Despite the crypto winter, a surprising number of asset managers, hedge funds, and investors are anticipating rapid growth in the digital assets sector over the next five years.
That’s according to a research report from Coalition Greenwich, an analytics firm that interviewed 60 portfolio managers, traders, analysts, researchers, and managing directors this May and June. The funds they work at are located in the United States, the United Kingdom, and the European Union.
The report, led by senior analyst David Easthope, found that 48% of the surveyed firms have crypto as part of their AUM, or assets under management.
Almost 80% of respondents expect industry-wide digital AUM to grow on a compound annual growth rate, or CAGR, basis over the next five years, with 41% predicting “very strong” CAGR of more than 11%.
Furthermore, 25% of the firms interviewed already have specific digital asset strategies, with that number expected to rise to 33% within the next two years.
The report also indicated that their crypto units are increasingly being staffed with seasoned professionals, with 24% of the firms now having a senior role dedicated to digital assets.
Some firms are interested in having a variety of digital assets directly under management, including exchange-traded funds, digital asset securities, stablecoins, cryptocurrencies, DeFi tokens, and crypto futures. Others plan support or trading services for these assets.
In anticipation of the sector’s growth, funds are mostly looking to build products that they are already familiar with — such as exchange-traded funds (ETFs). However, out of 23 respondents, 17% were interested in building crypto infrastructure and tokenising securities, and 9% in engaging in DeFi protocols and tokenising so-called “real-world assets”.
Undeterred by the current regulatory environment, participants in the survey are optimistic about the opportunities offered by the US market.
The Securities and Exchange Commission and Commodity Futures Trading Commission are expected to become favourable to the sector, despite several enforcement actions undertaken by the agencies, particularly the SEC, against crypto firms recently.
“Some of the enforcement actions and policy debates take place publicly, but more constructive debates happen behind the scenes among regulated institutions,” the report said.
The “tokenisation of everything”
An area of particular interest for fund managers is the prospect of tokenising financial assets and RWAs. Tokenisation refers to the issuance of blockchain-backed tokens for an asset — such as a cash-like instrument, commodity, security, or even real estate.

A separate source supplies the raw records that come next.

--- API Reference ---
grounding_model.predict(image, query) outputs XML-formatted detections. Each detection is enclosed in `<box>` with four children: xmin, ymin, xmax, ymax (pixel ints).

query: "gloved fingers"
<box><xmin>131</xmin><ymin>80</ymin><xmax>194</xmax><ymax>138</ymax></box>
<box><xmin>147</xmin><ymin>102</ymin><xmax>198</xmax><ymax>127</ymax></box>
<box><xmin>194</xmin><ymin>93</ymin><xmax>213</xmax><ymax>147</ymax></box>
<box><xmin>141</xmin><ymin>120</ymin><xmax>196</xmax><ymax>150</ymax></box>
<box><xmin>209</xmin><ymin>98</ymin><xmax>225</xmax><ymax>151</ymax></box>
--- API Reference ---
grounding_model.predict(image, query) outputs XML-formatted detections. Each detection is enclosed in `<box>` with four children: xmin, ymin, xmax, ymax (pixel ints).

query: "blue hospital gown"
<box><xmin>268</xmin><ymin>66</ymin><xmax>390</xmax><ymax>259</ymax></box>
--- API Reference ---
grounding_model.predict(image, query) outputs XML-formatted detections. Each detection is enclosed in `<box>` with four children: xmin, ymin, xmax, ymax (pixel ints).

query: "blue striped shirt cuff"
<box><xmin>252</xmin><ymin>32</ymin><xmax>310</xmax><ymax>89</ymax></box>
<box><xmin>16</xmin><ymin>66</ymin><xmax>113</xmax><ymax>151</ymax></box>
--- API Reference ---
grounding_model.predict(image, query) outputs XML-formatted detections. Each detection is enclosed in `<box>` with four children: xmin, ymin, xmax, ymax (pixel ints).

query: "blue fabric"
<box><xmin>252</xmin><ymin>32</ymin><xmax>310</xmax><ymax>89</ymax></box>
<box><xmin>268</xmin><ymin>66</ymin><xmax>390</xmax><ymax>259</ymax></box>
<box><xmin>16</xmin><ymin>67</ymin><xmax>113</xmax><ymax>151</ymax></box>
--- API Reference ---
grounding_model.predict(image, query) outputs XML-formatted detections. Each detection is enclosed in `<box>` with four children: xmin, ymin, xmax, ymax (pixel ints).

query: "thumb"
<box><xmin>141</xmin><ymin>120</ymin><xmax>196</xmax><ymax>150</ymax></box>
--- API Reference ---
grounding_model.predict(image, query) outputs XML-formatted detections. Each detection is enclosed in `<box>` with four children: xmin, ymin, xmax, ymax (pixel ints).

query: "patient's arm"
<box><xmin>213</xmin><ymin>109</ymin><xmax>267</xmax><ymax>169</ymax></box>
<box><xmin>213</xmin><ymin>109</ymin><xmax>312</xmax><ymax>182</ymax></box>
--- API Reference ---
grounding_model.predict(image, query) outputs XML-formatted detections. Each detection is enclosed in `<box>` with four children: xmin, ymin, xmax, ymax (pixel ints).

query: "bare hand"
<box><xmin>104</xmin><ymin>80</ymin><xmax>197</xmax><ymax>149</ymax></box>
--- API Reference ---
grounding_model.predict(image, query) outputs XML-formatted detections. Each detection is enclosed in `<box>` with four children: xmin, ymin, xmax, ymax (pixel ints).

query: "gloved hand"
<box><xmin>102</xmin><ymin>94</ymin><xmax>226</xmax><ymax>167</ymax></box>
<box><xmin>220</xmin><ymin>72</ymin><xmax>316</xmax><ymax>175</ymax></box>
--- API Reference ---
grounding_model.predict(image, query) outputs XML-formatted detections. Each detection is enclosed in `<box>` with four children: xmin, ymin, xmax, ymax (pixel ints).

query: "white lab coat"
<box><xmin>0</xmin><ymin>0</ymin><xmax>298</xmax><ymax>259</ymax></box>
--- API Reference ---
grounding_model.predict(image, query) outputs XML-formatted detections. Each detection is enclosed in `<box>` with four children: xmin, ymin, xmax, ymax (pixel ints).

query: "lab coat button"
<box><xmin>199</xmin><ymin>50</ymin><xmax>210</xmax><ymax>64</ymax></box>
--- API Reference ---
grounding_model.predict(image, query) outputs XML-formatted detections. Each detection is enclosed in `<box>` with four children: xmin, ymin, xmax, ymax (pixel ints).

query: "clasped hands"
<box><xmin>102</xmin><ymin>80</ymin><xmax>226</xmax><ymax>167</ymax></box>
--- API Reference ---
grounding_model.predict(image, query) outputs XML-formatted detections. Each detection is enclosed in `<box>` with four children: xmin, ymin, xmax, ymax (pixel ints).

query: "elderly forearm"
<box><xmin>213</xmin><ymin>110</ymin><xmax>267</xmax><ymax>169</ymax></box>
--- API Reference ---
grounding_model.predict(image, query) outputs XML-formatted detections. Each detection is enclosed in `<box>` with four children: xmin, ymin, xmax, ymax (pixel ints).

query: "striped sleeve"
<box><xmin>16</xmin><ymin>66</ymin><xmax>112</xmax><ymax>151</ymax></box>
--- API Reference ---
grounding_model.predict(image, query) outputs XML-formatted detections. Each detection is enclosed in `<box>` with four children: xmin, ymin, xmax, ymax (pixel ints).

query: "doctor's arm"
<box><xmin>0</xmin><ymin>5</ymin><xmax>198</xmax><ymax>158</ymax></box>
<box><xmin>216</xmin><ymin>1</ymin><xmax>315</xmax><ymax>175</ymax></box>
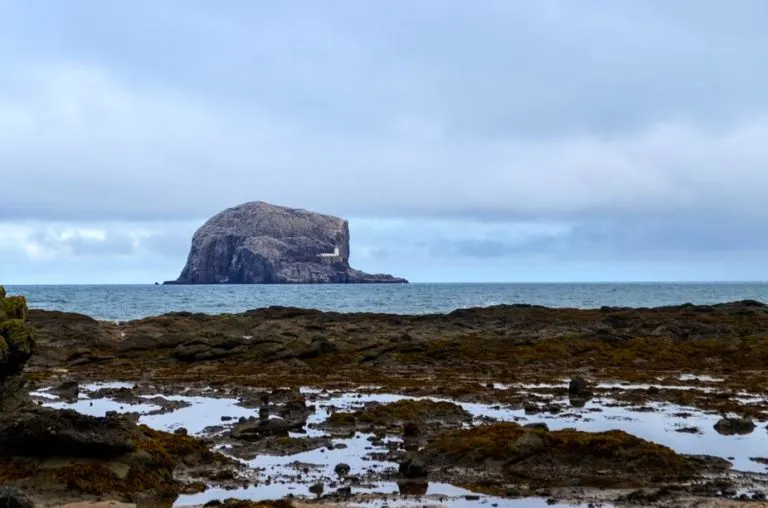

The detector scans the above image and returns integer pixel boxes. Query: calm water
[6,283,768,320]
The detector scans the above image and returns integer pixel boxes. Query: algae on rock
[0,286,36,411]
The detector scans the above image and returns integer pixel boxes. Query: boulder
[714,418,755,436]
[166,201,407,284]
[0,406,134,458]
[0,486,35,508]
[0,286,36,412]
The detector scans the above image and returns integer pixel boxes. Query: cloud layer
[0,0,768,279]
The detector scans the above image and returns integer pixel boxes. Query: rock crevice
[166,201,407,284]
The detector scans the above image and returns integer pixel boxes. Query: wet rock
[397,480,429,497]
[324,399,472,437]
[675,427,701,434]
[50,381,80,401]
[568,395,587,408]
[714,418,756,436]
[398,459,427,478]
[568,377,592,398]
[416,423,728,488]
[403,422,421,437]
[523,404,541,415]
[0,408,134,458]
[230,418,302,441]
[333,463,352,476]
[229,436,333,460]
[0,486,35,508]
[334,485,352,497]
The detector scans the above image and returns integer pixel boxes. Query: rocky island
[165,201,408,284]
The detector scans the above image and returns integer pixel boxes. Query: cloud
[0,0,768,277]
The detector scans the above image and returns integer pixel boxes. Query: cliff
[165,201,408,284]
[0,286,35,412]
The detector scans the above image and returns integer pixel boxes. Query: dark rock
[399,459,427,478]
[715,418,755,436]
[0,486,35,508]
[403,422,421,437]
[51,381,80,401]
[0,286,37,412]
[0,407,134,458]
[230,418,303,441]
[397,480,429,497]
[333,464,352,476]
[568,377,591,398]
[334,485,352,497]
[166,201,407,284]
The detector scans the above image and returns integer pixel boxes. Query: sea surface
[6,282,768,321]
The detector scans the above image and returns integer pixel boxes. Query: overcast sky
[0,0,768,284]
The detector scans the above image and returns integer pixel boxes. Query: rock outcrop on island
[165,201,408,284]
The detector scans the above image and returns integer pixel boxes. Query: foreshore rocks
[0,286,36,412]
[166,201,408,284]
[0,287,237,506]
[412,423,730,491]
[29,301,768,388]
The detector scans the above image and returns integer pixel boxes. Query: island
[164,201,408,284]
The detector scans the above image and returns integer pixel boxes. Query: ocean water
[6,282,768,321]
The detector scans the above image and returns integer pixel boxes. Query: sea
[6,282,768,321]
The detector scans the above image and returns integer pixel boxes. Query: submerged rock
[0,486,35,508]
[416,423,727,488]
[166,201,407,284]
[0,407,134,458]
[715,418,756,436]
[51,381,80,401]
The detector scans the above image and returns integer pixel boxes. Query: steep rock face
[0,286,36,412]
[166,201,407,284]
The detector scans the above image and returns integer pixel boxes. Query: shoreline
[0,301,768,508]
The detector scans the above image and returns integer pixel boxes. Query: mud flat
[12,301,768,507]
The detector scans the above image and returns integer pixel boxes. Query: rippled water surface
[7,283,768,320]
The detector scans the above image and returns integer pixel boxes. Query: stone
[51,381,80,401]
[0,406,135,458]
[165,201,408,284]
[0,286,37,413]
[0,486,35,508]
[568,377,590,397]
[715,418,755,436]
[333,463,352,476]
[399,459,427,478]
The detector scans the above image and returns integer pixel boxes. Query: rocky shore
[0,290,768,506]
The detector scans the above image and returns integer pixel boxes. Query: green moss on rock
[2,296,29,321]
[0,286,36,381]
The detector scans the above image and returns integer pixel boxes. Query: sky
[0,0,768,284]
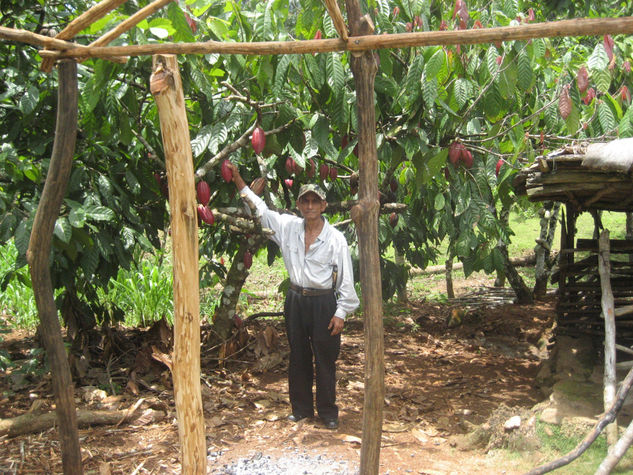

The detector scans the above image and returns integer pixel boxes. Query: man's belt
[290,284,334,297]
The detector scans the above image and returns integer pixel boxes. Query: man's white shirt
[240,186,359,320]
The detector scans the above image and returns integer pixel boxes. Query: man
[229,164,359,429]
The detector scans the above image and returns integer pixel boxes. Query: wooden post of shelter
[26,60,83,475]
[150,55,207,474]
[346,0,385,475]
[598,229,618,448]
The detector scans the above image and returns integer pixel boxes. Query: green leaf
[422,74,438,107]
[327,53,345,97]
[587,42,609,71]
[68,208,86,228]
[85,205,115,221]
[591,69,611,92]
[404,54,424,97]
[517,49,534,92]
[424,48,446,82]
[13,219,30,256]
[53,216,73,244]
[598,101,617,133]
[191,125,215,158]
[20,86,40,115]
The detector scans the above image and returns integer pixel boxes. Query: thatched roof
[514,138,633,211]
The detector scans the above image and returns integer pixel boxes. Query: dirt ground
[0,278,554,474]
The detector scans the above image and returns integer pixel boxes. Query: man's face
[297,193,327,219]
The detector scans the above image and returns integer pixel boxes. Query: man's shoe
[288,414,308,422]
[323,419,338,430]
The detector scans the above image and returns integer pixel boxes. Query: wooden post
[598,229,618,448]
[150,55,207,474]
[26,61,83,475]
[346,0,385,475]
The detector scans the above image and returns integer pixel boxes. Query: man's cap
[297,183,325,201]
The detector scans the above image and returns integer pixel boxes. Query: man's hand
[250,177,266,196]
[327,317,345,336]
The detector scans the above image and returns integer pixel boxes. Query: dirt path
[0,294,554,474]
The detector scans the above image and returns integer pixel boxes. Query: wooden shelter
[514,138,633,346]
[0,0,633,474]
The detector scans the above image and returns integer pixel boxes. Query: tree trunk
[624,213,633,262]
[150,55,207,474]
[494,208,510,287]
[213,236,266,341]
[346,0,385,475]
[444,257,455,299]
[598,229,618,448]
[27,61,83,475]
[534,201,560,300]
[497,241,534,304]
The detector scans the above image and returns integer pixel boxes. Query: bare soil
[0,278,554,474]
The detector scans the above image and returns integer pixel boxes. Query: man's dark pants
[284,290,341,420]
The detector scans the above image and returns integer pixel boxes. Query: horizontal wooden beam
[32,17,633,58]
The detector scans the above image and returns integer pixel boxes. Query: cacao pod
[284,157,296,175]
[576,66,589,93]
[319,163,330,181]
[307,158,316,178]
[243,251,253,269]
[220,160,233,183]
[251,127,266,155]
[558,85,572,120]
[198,204,215,225]
[462,152,474,168]
[495,158,503,176]
[196,181,211,206]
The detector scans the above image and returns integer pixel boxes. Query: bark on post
[346,0,385,475]
[598,229,618,448]
[26,61,83,475]
[150,55,207,474]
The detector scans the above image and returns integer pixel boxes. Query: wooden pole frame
[26,61,83,475]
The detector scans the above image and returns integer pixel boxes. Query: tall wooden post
[346,0,385,475]
[598,229,618,450]
[26,61,83,475]
[150,55,207,474]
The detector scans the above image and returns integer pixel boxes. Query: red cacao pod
[284,157,296,175]
[198,204,215,225]
[462,152,474,168]
[220,160,233,183]
[306,158,316,178]
[576,66,589,93]
[243,251,253,269]
[558,86,572,120]
[319,163,330,180]
[251,127,266,155]
[196,181,211,206]
[495,158,503,176]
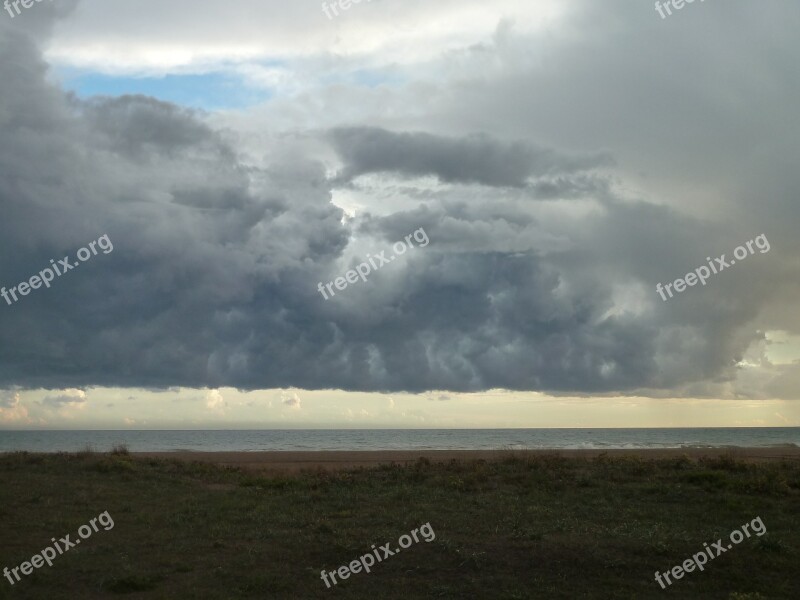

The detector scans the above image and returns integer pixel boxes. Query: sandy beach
[138,446,800,472]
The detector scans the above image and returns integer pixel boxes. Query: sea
[0,427,800,452]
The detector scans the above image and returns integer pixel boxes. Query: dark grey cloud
[0,3,800,407]
[330,127,611,187]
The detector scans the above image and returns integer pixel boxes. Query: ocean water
[0,427,800,452]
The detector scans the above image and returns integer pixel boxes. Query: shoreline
[123,446,800,471]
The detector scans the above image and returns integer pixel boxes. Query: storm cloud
[0,3,800,410]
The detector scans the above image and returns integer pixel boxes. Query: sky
[0,0,800,429]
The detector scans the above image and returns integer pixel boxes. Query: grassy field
[0,452,800,600]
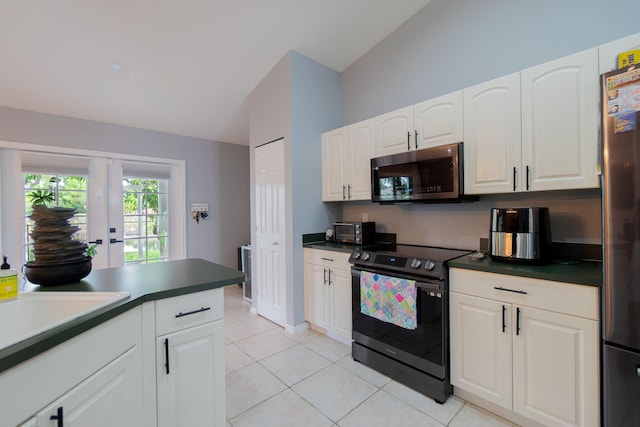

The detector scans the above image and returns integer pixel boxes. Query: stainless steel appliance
[601,66,640,427]
[489,208,551,264]
[371,143,477,203]
[333,221,376,245]
[349,245,469,403]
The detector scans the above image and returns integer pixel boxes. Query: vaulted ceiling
[0,0,430,144]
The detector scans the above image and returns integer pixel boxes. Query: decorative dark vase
[24,205,91,286]
[24,257,91,286]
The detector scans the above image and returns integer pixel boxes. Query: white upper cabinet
[521,48,599,191]
[373,105,415,157]
[322,119,375,202]
[464,48,599,194]
[373,91,463,157]
[463,73,521,194]
[598,33,640,74]
[413,90,464,150]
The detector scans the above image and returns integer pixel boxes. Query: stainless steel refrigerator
[601,66,640,427]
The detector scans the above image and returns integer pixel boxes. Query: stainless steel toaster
[489,207,551,264]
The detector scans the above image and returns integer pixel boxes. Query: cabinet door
[156,320,226,427]
[329,269,352,345]
[450,292,512,409]
[521,48,600,191]
[304,263,329,330]
[346,119,375,200]
[463,73,522,194]
[513,307,600,426]
[37,347,142,427]
[413,90,464,150]
[322,127,348,202]
[374,106,415,157]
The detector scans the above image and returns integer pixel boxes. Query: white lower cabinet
[450,268,600,426]
[155,289,226,427]
[304,248,351,345]
[36,347,142,427]
[0,308,143,427]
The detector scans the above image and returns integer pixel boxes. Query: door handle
[164,338,169,375]
[49,406,64,427]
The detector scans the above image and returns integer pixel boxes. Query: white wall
[342,0,640,249]
[0,107,250,268]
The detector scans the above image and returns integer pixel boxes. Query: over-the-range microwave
[371,143,478,203]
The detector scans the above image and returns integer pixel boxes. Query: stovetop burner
[349,244,472,280]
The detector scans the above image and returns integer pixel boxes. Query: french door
[0,148,185,269]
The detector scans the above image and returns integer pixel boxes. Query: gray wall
[249,52,342,328]
[342,0,640,249]
[0,107,250,268]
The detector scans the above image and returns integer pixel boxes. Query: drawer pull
[164,338,169,375]
[176,307,211,319]
[493,286,527,295]
[49,406,64,427]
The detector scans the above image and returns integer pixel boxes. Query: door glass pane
[122,177,169,264]
[23,173,87,263]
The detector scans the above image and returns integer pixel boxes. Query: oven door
[351,266,449,379]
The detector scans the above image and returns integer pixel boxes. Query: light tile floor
[225,285,514,427]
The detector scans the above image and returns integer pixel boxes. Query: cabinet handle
[49,406,64,427]
[502,304,507,333]
[493,286,527,295]
[164,338,169,375]
[176,307,211,319]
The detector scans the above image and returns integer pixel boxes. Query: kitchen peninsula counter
[0,259,244,372]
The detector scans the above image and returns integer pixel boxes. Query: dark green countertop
[303,241,602,287]
[0,259,244,372]
[448,255,602,287]
[302,241,358,253]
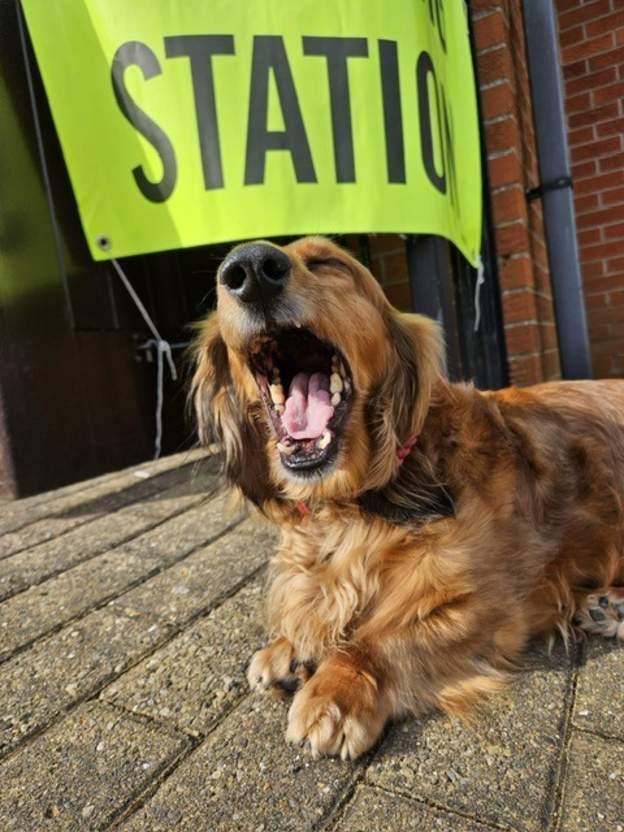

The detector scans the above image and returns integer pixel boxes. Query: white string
[474,255,485,332]
[111,259,178,459]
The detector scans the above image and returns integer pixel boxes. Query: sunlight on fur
[192,237,624,759]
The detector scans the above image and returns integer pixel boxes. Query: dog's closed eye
[305,257,349,272]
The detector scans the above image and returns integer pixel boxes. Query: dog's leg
[286,649,392,760]
[574,587,624,641]
[247,637,314,693]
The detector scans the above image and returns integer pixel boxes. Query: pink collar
[295,436,418,517]
[397,436,418,465]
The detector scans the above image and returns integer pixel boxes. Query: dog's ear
[367,310,443,468]
[191,314,279,510]
[358,311,454,525]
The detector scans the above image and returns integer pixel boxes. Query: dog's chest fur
[269,511,416,659]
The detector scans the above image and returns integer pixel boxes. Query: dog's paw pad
[574,590,624,641]
[247,639,313,696]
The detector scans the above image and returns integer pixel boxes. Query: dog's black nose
[221,243,290,304]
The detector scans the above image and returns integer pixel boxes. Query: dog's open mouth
[249,328,353,474]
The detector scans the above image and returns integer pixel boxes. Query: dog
[192,237,624,759]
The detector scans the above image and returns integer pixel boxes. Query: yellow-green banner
[22,0,481,263]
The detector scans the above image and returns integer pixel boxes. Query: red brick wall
[356,0,564,385]
[557,0,624,377]
[470,0,560,385]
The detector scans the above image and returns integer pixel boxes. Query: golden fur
[193,238,624,757]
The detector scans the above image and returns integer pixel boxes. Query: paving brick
[367,648,571,832]
[0,608,171,754]
[121,696,362,832]
[573,638,624,741]
[335,786,500,832]
[0,703,187,832]
[0,457,220,567]
[561,732,624,832]
[110,519,276,622]
[0,520,274,752]
[0,490,240,659]
[0,450,207,540]
[101,579,266,736]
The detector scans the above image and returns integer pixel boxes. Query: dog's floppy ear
[191,314,278,509]
[367,310,443,468]
[358,311,454,524]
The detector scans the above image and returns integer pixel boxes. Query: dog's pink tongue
[282,373,334,439]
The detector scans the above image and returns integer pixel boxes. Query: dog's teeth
[269,384,286,404]
[329,373,343,393]
[316,430,331,450]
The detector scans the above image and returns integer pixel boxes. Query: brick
[502,291,537,324]
[488,152,522,188]
[592,81,624,106]
[568,125,596,147]
[589,46,624,72]
[581,260,605,285]
[477,46,514,86]
[559,26,585,49]
[585,291,609,310]
[578,228,602,246]
[494,221,529,257]
[542,349,561,381]
[561,32,615,64]
[598,153,624,173]
[566,66,617,95]
[585,11,624,38]
[100,578,266,737]
[492,185,527,223]
[577,205,624,228]
[498,254,533,291]
[568,102,620,130]
[0,497,240,658]
[558,0,611,31]
[562,736,624,832]
[473,11,507,50]
[334,786,491,832]
[555,0,583,14]
[0,703,188,832]
[596,118,624,137]
[600,188,624,205]
[505,321,542,355]
[540,321,557,349]
[571,136,622,162]
[121,696,360,832]
[481,81,516,119]
[583,274,624,293]
[566,92,591,113]
[572,159,598,180]
[563,61,588,81]
[574,194,599,217]
[574,170,624,194]
[509,354,544,387]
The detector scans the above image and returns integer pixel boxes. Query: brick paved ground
[0,454,624,832]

BlackRock CEO Larry Fink has said “the next generation of markets is tokenisation of securities.”
His comment was echoed by global asset management firm Bernstein, which said in June that tokenisation was a $5 trillion dollar opportunity.
The benefits of tokenisation include real-time settlements and the transparency inherent to a distributed ledger.
Coalition Greenwich found that 67% of market participants are particularly interested in the efficiency unlocked by the technology.
Investment banks are also interested in digital bonds, the report found. UBS, Deutsche Bank, JPMorgan, Goldman Sachs, HSBC, BNP Paribas, and RBC Capital Markets are among the firms that have piled into projects involving crypto-native bond issuance.
Data arms race
But asset managers lack data analysis tools to support the anticipated growth in the crypto sector, according to the report.
Banks, for example, may need to incorporate on-chain data with their traditional off-chain accounting and administrative functions — especially if they decide to interact with DeFi protocols. But the infrastructure for such blending is in nascent stages.
Similarly, funds are leveraging centralised exchanges, derivatives exchanges, decentralised exchanges, and dealers’ streaming liquidity for market and pricing data.
The aggregation of such data is considered “usually beyond the means of managers, especially traditional ones,” according to the report.
Accordingly, some 85% of the study’s participants said they’re likely to seek outside vendors for market data instead of building their own internal systems.
Coalition Greenwich analysts expect that this could lead to an explosion of data-providing services within the next 12 months.